Function that does more math runs faster Strange performance behavior

Hi all. CUDA beginner aboard, so please excuse me for missing anything obvious :)

I wrote a device function which calculates a covariance matrix from discrete values; in a loop, I sum the products of the values from each pair of input variables. In the same loop, I accumulate the sum of each variable so that I can calculate the final covariance at the end using the standard formula of C(X,Y) = E(X*Y)-(avg(X)*avg(Y)). When I’m finished, I perform a standard matrix inversion. No problem so far.

I then made a copy of this function that performs the same operations, except I removed the variable summations and the second term from the covariance calculation, left instead with C(X,Y) = E(X*Y). The functions are exactly the same except for the extra operations performed by the first function; that is, I took no shortcuts, changed no math, changed no memory accesses (except the removal of the structure used to hold the sums). I’m using the same matrix inversion function.

And yet, the first function – the one that performs more math – actually runs faster than the second function, which is the first function with some steps stripped away.

I can’t see any reason for this to be. I’m not accessing global memory in this function; just a few local memory arrays and some register variables. The second function compiles into fewer registers than the first function. I am confident my timing mechanism is accurate (I’m actually using the timer from cutil). I tried adjusting the size of my input to see if the speed had to do with the size of the values before going into the inversion step, but that didn’t do it either.

So, now I’m out of ideas. Any advice on what I could investigate next? I’m guessing the compiler must be doing something for me, but I don’t see why it would optimize the first implementation and leave the second slower.

Thanks for your help!

You said that you’re not accessing global mem - If you’re not writing to global mem at the end, it is possible that the compiler is optimising the entire kernel away … could that be it?

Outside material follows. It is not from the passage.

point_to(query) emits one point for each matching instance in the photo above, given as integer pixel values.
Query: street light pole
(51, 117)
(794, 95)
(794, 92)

No, I do write to global memory later in another function. This is a device function my kernel calls that performs this intermediate step. I use the results of this device function, so nothing should be optimized away. I can see the timing difference if I change which of the two functions I call from my kernel.

It is hard to determine the problem from your post. How do you measure the timing, because different function will have different overhead. Normally the performance of simple cuda program is bandwidth bound, so it is not necessary true that functions do more work run faster

I use the cutil timer to measure timing. In a loop where I repeatedly call my kernel, I first call cutResetTimer and cutStartTimer. I then load data to the device (the exact same data every time), invoke my kernel, copy the results to RAM, and then call cutStopTimer and cutGetTimerValue to get the total time required.

If I change nothing other than which of the two covariance functions I call within my kernel (recompiling between them – I do not test both kernels at the same time), I see a change in the time reported. It takes a larger amount of time if I call the device function that does not use sums or averages. This happens every time; I have run many tests to ensure that it’s not a fluke.

I’ve encountered the issue with bandwidth being the primary problem before, but in this case, if it was simple bandwidth, I would expect the times for the two versions to be basically the same. I’m also running the kernel on a relatively sizable chunk of data, so I’m doing a large number of matrix inversions (using the same inversion code with either function), so the math (or at least the shuffling with local memory) is taking more time than the transfers across the bus.

I ran additional tests where I removed the matrix inversion step, replacing it with a simple matrix copy (wondering if, perhaps, the matrix inversion somehow ran faster or slower depending on the nature of the input data). This did not change my results; both were faster, of course, but the function that performs additional mathematic steps is still a good bit faster than the version with steps removed.